Isn’t AGI just “moar” AI?
Many decades ago, the quest for artificial intelligence (AI) started with a grand vision of building a system with human level intelligence. That turned out to be hard, very hard. Why?
- computational capabilities were too limiting and that limited the types of algorithms that could be developed and tested,
- available algorithms had mathematical difficulties scaling up, and
- large amount of training data that the algorithms needed was expensive to curate.
For the most part, these difficulties beat the dream of human level intelligence out of the community’s conciousness. The audaciousness of dreaming big was replaced by tinkering and perfecting toy algorithms on toy data sets, solving toy problems, and “narrow AI” (what we call “AI” today) was born.
Even the recent success of Deep Neural Networks is a continuation of the same trend. There are some deep neural network based attempts at building a single model that can apply to multiple problem domains, but in some ways that feels like trying to cross an ocean using a car by attempting to make the car faster and lighter.
If I may elaborate on the analogy, imagine a civilization that has two solutions specific to two transportation problem, cars on land and boats on water. Now say they need to build something to travel across continents that involves traveling large distances over land and water.
They could build this Frankenstein contraption— but they would quickly realize that this is not the way to go.
A “serial integration” system would be better. They would travel by car to the nearest port, hop into a boat to cross the ocean and then on the other side ride a car to the desination. This uses the existing solutions, i.e. cars and boats, serially to solve a larger problem. This is a good practical approach. In fact, this type of transport system is widely used for cargo transport.
This solution would be akin to having specific narrow AI solutions for say, object recognition and speech synthesis, and then using those to build a system that describes a scene by looking at it, which logically involves recognizing objects and producing speech. Most of today’s approaches to solving complex AI problems are this type of integration of existing solutions.
Continuing with the analogy, airplanes are objectively a better way to travel across continents and no combination of cars and boats produces airplanes. Building airplanes needs fresh ground-up thinking.
AGI is not just more AI. I contend that it cannot be solved with “more layers” — I include all deep learning hacks (with respect) into that moniker along with the act of combining deep learning approaches into a larger system. Just like building the first airplane started with building a toy airplane model and not by building high performance parts like engines and ALS system, the path towards building AGI would go through dumb/simpleminded AGI, not highly capable pieces of AI.
As AGI researchers, let’s figure out where to start —
- What capabilities must an AGI system have? e.g. memory, working at various spatial and temporal scales, noise tolerance, planning, self hyper-parameter selection, attention, processing pleasure/pain signals from the environment, etc. I expect a healthy debate to come up with this list.

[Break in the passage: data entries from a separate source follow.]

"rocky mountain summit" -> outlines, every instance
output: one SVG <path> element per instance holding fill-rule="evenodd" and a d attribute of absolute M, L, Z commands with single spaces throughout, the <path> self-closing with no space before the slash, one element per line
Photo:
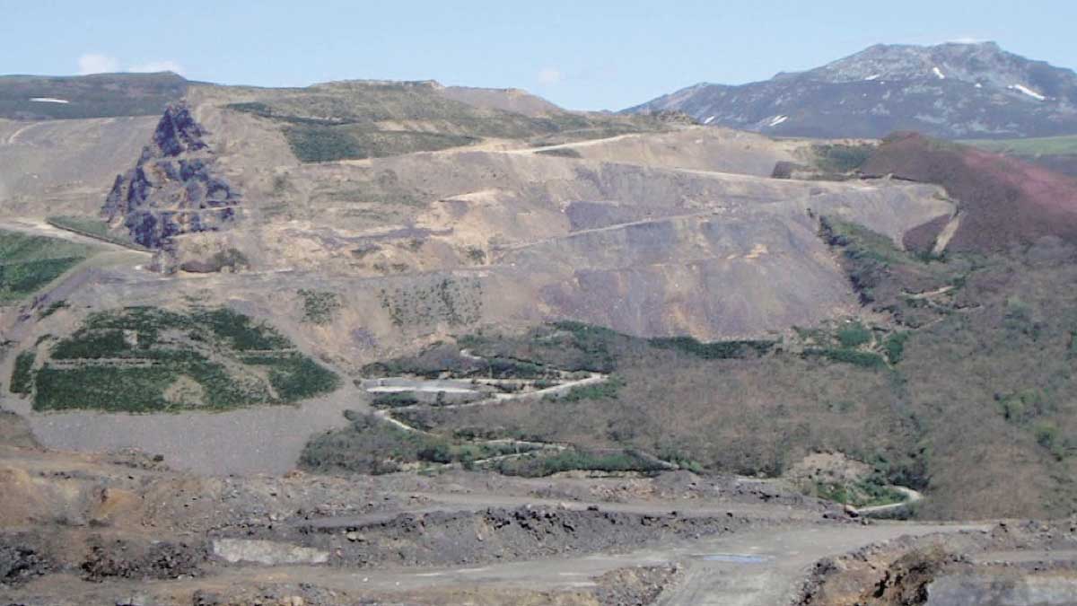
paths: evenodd
<path fill-rule="evenodd" d="M 205 136 L 185 105 L 169 106 L 135 168 L 116 177 L 101 210 L 109 224 L 159 249 L 173 236 L 234 222 L 239 193 L 218 174 Z"/>
<path fill-rule="evenodd" d="M 1077 133 L 1077 74 L 994 42 L 877 44 L 808 71 L 696 84 L 626 111 L 662 110 L 780 136 L 1043 137 Z"/>

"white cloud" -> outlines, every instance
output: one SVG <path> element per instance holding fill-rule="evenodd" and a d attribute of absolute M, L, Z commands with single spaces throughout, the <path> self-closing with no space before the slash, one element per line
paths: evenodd
<path fill-rule="evenodd" d="M 79 57 L 79 75 L 87 73 L 110 73 L 120 71 L 120 59 L 98 53 L 86 53 Z"/>
<path fill-rule="evenodd" d="M 183 66 L 173 60 L 146 61 L 128 68 L 126 71 L 172 71 L 183 73 Z"/>
<path fill-rule="evenodd" d="M 538 83 L 543 85 L 557 84 L 562 80 L 561 71 L 553 67 L 538 70 Z"/>

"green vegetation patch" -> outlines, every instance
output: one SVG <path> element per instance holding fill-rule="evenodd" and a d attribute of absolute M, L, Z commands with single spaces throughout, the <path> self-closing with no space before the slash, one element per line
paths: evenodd
<path fill-rule="evenodd" d="M 227 410 L 294 403 L 339 377 L 265 323 L 228 308 L 89 315 L 34 373 L 37 410 Z"/>
<path fill-rule="evenodd" d="M 849 173 L 856 170 L 875 151 L 876 146 L 864 143 L 850 146 L 843 143 L 826 143 L 813 146 L 815 166 L 827 173 Z"/>
<path fill-rule="evenodd" d="M 299 162 L 334 162 L 387 157 L 420 151 L 438 151 L 472 144 L 478 139 L 462 135 L 410 130 L 370 130 L 344 125 L 293 124 L 284 137 Z"/>
<path fill-rule="evenodd" d="M 903 502 L 906 498 L 905 493 L 886 485 L 885 480 L 879 474 L 848 483 L 820 481 L 815 483 L 812 492 L 819 498 L 857 508 L 893 505 Z"/>
<path fill-rule="evenodd" d="M 144 246 L 130 238 L 126 231 L 114 231 L 109 228 L 108 221 L 96 217 L 50 217 L 45 221 L 54 228 L 82 234 L 102 242 L 126 246 L 134 250 L 148 251 Z"/>
<path fill-rule="evenodd" d="M 436 151 L 485 138 L 547 146 L 668 128 L 642 115 L 560 112 L 533 118 L 476 108 L 443 96 L 425 82 L 336 82 L 269 93 L 228 108 L 279 123 L 302 162 Z M 400 124 L 409 129 L 400 129 Z"/>
<path fill-rule="evenodd" d="M 0 305 L 37 292 L 94 252 L 60 238 L 0 231 Z"/>
<path fill-rule="evenodd" d="M 374 415 L 349 411 L 348 427 L 307 443 L 299 467 L 320 472 L 392 473 L 407 465 L 472 467 L 486 458 L 515 455 L 534 446 L 507 442 L 466 442 L 408 431 Z"/>
<path fill-rule="evenodd" d="M 961 142 L 982 150 L 1011 155 L 1077 154 L 1077 135 L 1026 139 L 970 139 Z"/>
<path fill-rule="evenodd" d="M 33 362 L 38 355 L 33 350 L 22 352 L 15 357 L 11 372 L 11 392 L 27 395 L 33 387 Z"/>
<path fill-rule="evenodd" d="M 886 360 L 879 354 L 871 352 L 857 352 L 855 349 L 829 349 L 809 348 L 805 349 L 806 358 L 825 358 L 835 362 L 843 362 L 866 369 L 884 369 Z"/>

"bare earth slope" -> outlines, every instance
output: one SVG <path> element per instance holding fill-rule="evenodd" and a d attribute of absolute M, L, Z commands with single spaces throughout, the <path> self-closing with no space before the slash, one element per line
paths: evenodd
<path fill-rule="evenodd" d="M 1003 250 L 1047 235 L 1077 238 L 1077 179 L 1013 157 L 898 134 L 887 138 L 861 171 L 946 188 L 960 201 L 959 225 L 948 234 L 948 250 Z M 906 244 L 931 248 L 946 224 L 918 228 Z"/>

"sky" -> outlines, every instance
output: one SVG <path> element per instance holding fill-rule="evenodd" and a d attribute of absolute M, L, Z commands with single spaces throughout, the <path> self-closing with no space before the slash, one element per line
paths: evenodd
<path fill-rule="evenodd" d="M 0 0 L 0 73 L 437 80 L 587 110 L 766 80 L 879 42 L 993 40 L 1077 68 L 1074 0 Z"/>

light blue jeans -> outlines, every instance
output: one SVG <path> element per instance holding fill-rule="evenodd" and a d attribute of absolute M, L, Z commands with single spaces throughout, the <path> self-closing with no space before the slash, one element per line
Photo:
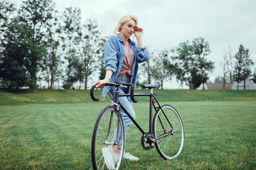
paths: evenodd
<path fill-rule="evenodd" d="M 119 82 L 119 83 L 129 83 L 130 82 L 130 79 L 129 78 L 124 78 L 122 76 L 118 76 L 117 79 L 116 79 L 115 82 Z M 115 97 L 116 97 L 116 91 L 117 91 L 117 88 L 112 86 L 110 89 L 110 93 L 111 94 L 111 95 L 112 96 L 113 98 L 112 99 L 114 102 L 115 101 Z M 120 94 L 128 94 L 129 93 L 129 87 L 127 88 L 124 88 L 124 87 L 120 87 L 119 88 L 119 91 L 120 91 Z M 109 94 L 110 97 L 111 98 L 111 96 Z M 122 103 L 122 105 L 124 107 L 124 108 L 128 111 L 128 113 L 132 115 L 132 117 L 135 119 L 135 113 L 134 110 L 132 108 L 132 103 L 129 101 L 128 100 L 128 97 L 126 96 L 123 96 L 123 97 L 119 97 L 119 102 Z M 128 115 L 125 113 L 125 112 L 121 109 L 120 110 L 120 115 L 123 121 L 123 124 L 124 124 L 124 142 L 125 142 L 125 139 L 126 139 L 126 135 L 127 133 L 127 130 L 129 129 L 129 128 L 130 127 L 131 124 L 132 123 L 132 120 L 128 117 Z M 117 130 L 114 135 L 114 140 L 116 139 L 117 137 Z M 119 134 L 117 135 L 117 141 L 116 141 L 117 143 L 119 144 L 118 147 L 121 148 L 122 146 L 122 134 L 121 134 L 121 130 L 119 129 Z"/>

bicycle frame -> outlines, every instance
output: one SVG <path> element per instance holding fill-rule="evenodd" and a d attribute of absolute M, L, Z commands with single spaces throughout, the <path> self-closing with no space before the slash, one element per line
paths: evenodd
<path fill-rule="evenodd" d="M 119 87 L 117 86 L 117 91 L 116 91 L 116 100 L 115 100 L 115 103 L 114 103 L 114 105 L 117 105 L 121 107 L 122 109 L 123 109 L 123 110 L 124 111 L 124 113 L 128 115 L 128 117 L 132 120 L 132 121 L 134 123 L 134 125 L 136 125 L 136 127 L 139 130 L 139 131 L 142 133 L 142 135 L 145 135 L 146 132 L 143 130 L 143 129 L 142 128 L 142 127 L 137 123 L 137 122 L 132 117 L 132 115 L 128 113 L 128 111 L 125 109 L 125 108 L 124 107 L 123 105 L 122 105 L 121 103 L 119 103 L 119 97 L 123 97 L 123 96 L 130 96 L 131 94 L 120 94 L 120 91 L 119 90 Z M 171 123 L 169 121 L 169 119 L 167 118 L 167 117 L 166 116 L 166 114 L 164 113 L 164 110 L 162 110 L 162 108 L 160 106 L 159 103 L 158 102 L 155 96 L 155 94 L 153 94 L 153 89 L 151 89 L 150 91 L 150 94 L 134 94 L 134 96 L 149 96 L 149 134 L 152 134 L 152 118 L 153 118 L 153 115 L 152 115 L 152 108 L 154 107 L 155 111 L 156 111 L 159 108 L 160 108 L 161 110 L 161 111 L 163 112 L 163 113 L 164 114 L 166 120 L 168 120 L 169 124 L 170 125 L 170 126 L 171 127 L 172 129 L 173 127 L 171 124 Z M 156 103 L 158 105 L 158 107 L 156 107 L 154 106 L 154 102 L 156 101 Z M 153 106 L 153 107 L 152 107 Z M 118 108 L 118 118 L 120 118 L 120 109 Z M 161 120 L 160 120 L 161 122 Z M 117 120 L 118 124 L 119 123 L 119 118 L 118 118 Z M 161 125 L 163 126 L 162 123 Z M 119 132 L 119 126 L 117 128 L 117 134 Z M 160 138 L 164 137 L 166 135 L 163 135 L 161 137 L 159 137 L 156 138 L 156 137 L 153 137 L 153 138 L 151 139 L 151 140 L 153 142 L 156 142 L 156 140 L 159 140 Z"/>

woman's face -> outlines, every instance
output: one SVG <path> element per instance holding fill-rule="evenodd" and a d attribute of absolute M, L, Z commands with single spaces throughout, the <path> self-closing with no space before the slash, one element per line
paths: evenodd
<path fill-rule="evenodd" d="M 121 27 L 120 33 L 127 38 L 130 38 L 134 33 L 136 23 L 133 19 L 128 20 Z"/>

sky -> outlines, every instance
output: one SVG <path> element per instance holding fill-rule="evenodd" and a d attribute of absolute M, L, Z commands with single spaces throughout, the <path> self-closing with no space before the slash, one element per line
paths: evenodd
<path fill-rule="evenodd" d="M 11 0 L 18 6 L 21 0 Z M 240 44 L 256 63 L 256 1 L 255 0 L 53 0 L 59 12 L 78 7 L 82 22 L 97 21 L 102 35 L 113 35 L 119 20 L 132 14 L 144 29 L 144 45 L 150 49 L 171 49 L 186 40 L 201 37 L 210 44 L 207 59 L 215 62 L 209 74 L 213 81 L 223 75 L 223 53 L 232 54 Z M 135 40 L 135 38 L 134 38 Z M 149 56 L 150 57 L 150 56 Z M 256 65 L 256 64 L 255 64 Z M 96 80 L 96 79 L 95 79 Z M 182 88 L 173 81 L 174 88 Z M 183 86 L 184 87 L 184 86 Z"/>

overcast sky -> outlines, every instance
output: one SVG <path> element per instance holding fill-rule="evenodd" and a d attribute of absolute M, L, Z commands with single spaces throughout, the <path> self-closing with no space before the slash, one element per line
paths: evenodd
<path fill-rule="evenodd" d="M 12 0 L 20 4 L 21 0 Z M 132 14 L 144 28 L 144 44 L 153 49 L 176 47 L 178 43 L 202 37 L 210 44 L 208 59 L 215 62 L 210 81 L 223 74 L 223 52 L 233 54 L 242 44 L 256 62 L 256 1 L 255 0 L 53 0 L 59 12 L 79 7 L 82 22 L 97 21 L 103 35 L 113 34 L 123 16 Z M 134 39 L 135 40 L 135 39 Z"/>

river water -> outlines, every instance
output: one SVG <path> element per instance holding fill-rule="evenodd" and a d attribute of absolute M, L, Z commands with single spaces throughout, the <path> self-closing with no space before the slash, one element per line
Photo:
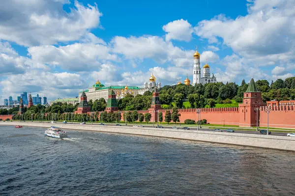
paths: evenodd
<path fill-rule="evenodd" d="M 0 126 L 0 195 L 290 196 L 295 153 Z"/>

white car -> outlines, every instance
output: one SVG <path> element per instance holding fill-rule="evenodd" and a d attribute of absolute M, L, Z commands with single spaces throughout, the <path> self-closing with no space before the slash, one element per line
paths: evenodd
<path fill-rule="evenodd" d="M 290 133 L 287 134 L 287 136 L 295 137 L 295 133 Z"/>

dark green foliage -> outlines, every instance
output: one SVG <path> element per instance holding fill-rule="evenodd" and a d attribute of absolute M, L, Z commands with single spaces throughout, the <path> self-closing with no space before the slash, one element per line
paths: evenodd
<path fill-rule="evenodd" d="M 150 121 L 150 118 L 151 118 L 151 114 L 150 113 L 145 113 L 145 121 L 147 122 L 147 123 L 148 123 L 148 122 Z"/>
<path fill-rule="evenodd" d="M 145 120 L 145 117 L 144 114 L 142 113 L 140 113 L 138 114 L 138 121 L 140 122 L 142 122 Z"/>
<path fill-rule="evenodd" d="M 195 124 L 196 122 L 193 120 L 191 120 L 190 119 L 187 119 L 185 120 L 184 120 L 184 123 L 189 125 Z"/>
<path fill-rule="evenodd" d="M 171 112 L 169 110 L 166 110 L 166 113 L 165 113 L 165 121 L 168 122 L 171 122 Z"/>

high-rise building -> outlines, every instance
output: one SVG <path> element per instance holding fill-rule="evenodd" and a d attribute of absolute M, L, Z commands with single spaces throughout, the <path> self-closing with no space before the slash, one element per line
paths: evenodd
<path fill-rule="evenodd" d="M 36 99 L 36 104 L 35 105 L 37 105 L 37 104 L 38 104 L 40 103 L 39 103 L 39 94 L 37 94 L 36 97 L 37 97 L 37 98 Z"/>
<path fill-rule="evenodd" d="M 32 97 L 32 99 L 33 100 L 33 104 L 37 105 L 37 97 Z"/>
<path fill-rule="evenodd" d="M 28 93 L 27 92 L 24 92 L 22 95 L 23 97 L 22 98 L 23 98 L 23 103 L 24 105 L 28 105 L 29 101 L 28 100 Z"/>
<path fill-rule="evenodd" d="M 43 97 L 43 105 L 47 105 L 47 97 L 44 96 Z"/>
<path fill-rule="evenodd" d="M 12 106 L 13 105 L 13 100 L 12 99 L 12 97 L 11 96 L 8 98 L 8 105 L 9 106 Z"/>
<path fill-rule="evenodd" d="M 8 99 L 4 99 L 4 105 L 8 106 Z"/>

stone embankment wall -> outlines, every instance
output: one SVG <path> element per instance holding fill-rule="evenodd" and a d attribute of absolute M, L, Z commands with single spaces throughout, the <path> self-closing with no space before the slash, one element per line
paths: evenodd
<path fill-rule="evenodd" d="M 0 125 L 14 126 L 16 125 L 47 128 L 53 124 L 45 123 L 0 122 Z M 172 129 L 156 129 L 146 127 L 77 124 L 53 125 L 56 125 L 64 129 L 134 134 L 295 151 L 295 138 L 286 136 L 202 131 L 175 130 Z M 1 127 L 0 126 L 0 130 Z M 20 129 L 20 131 L 22 131 L 22 129 Z M 70 132 L 69 134 L 70 136 Z"/>

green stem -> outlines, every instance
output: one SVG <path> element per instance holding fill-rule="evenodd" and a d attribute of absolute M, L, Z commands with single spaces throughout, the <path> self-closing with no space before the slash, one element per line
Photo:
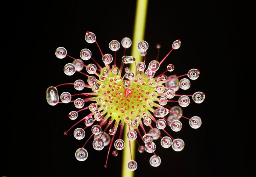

- What are good test problems for AGI to attempt? Essentially, what is the AGI counterpart for “image classification on MNIST”? Think “dumber” intelligence instead of parts of intelligence. Look at earlier on the evolutionary tree. Look at agents in simple game environments. If the simplest test problem is still too complex, look at testing each capability from the list above.
- How would we evaluate performance on AGI tasks? For the MNIST problem, classification accuracy is a great metric that gives researchers a clear direction for improving their algorithms. Can we come up with similar metrics for AGI? Specifically, what are sets of tasks that are approximately at the same ‘level’ of AGI capabilities that an AGI system must perform well on to qualify to be AGI of that ‘level’?